Implementation details:

  • ParallelExecution delegates to concurrent.futures. Whatever you pass must be picklable when using processes.
  • The CLI exposes an execution strategy picker for DAGs. Within the TUI run screen the top bar displays the current strategy (resume for cached, rerun when caching disabled).
  • If a plugin implements run_experiment_loop, the default serial loop is bypassed. Extras (RayExecution) use this hook to distribute replicates across a Ray cluster.
experiment = (
Experiment.builder("scaling_demo")
.datasource(fetch_numbers())
.add_step(add_delta())
.add_step(expensive_step()) # imagine this takes ~1s
.plugins([ParallelExecution(max_workers=8, executor_type="process")])
.treatments([boost_total()])
.replicates(40)
.build()
)
experiment.run()

Tips:

  • Start with max_workers equal to the number of logical cores for CPU-bound work. Measure first; some workloads saturate earlier.
  • Use the CLI summary tab to check elapsed time per replicate. When caching is on, avoided steps appear with a lock icon.
  • For stochastic steps, consider disabling caching (l in the run screen) so reruns do not reuse stale outputs.

Async steps are declared the same way; the decorator adds an __acall__ coroutine behind the scenes.

@pipeline_step()
async def fetch_remote(data: dict, ctx: FrozenContext):
async with httpx.AsyncClient() as client:
resp = await client.get(data["url"])
return resp.json()
experiment = (
Experiment.builder("async_demo")
.datasource(fetch_urls())
.add_step(fetch_remote())
.plugins([AsyncExecution()])
.replicates(5)
.build()
)

AsyncExecution spins up an event loop per experiment, awaits each step, and still supports plugins (hooks run around await boundaries).

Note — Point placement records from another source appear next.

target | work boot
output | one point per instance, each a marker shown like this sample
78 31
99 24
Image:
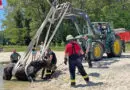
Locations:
87 79
72 84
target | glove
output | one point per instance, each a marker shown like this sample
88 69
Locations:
65 61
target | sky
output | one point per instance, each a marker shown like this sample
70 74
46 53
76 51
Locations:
2 13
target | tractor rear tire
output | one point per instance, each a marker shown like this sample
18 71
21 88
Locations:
97 51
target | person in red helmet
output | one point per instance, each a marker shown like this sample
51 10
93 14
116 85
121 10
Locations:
14 57
73 54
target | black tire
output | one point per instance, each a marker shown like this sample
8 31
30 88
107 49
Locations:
7 74
116 48
97 51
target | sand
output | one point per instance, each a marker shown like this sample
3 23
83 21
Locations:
107 74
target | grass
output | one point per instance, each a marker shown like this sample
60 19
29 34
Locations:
55 48
10 48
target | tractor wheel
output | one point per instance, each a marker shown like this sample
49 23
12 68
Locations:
97 51
116 48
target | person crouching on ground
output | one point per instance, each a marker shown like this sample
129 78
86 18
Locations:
52 61
73 54
14 57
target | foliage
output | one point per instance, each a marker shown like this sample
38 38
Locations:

  • The run screen shows replicate progress, ETA (computed via an exponential moving average), and per-step state.
  • l toggles caching, which also flips the experiment’s strategy between "resume" and "rerun".
  • Treatment toggles persist so you can benchmark multiple strategies back-to-back without editing YAML.
  • Pickling errors with ParallelExecution(executor_type="process"): ensure pipeline steps and datasources are top-level callables or decorated factories. Use resource_factory for objects that cannot be pickled directly.
  • No speedup: If your steps are IO-bound, switch to executor_type="thread" or AsyncExecution. If they are extremely short, the overhead of parallelism may dominate.
  • Shared state: Remember the context is immutable. Store shared caches via resource_factory or attach them to a plugin; never mutate module-level globals during parallel runs.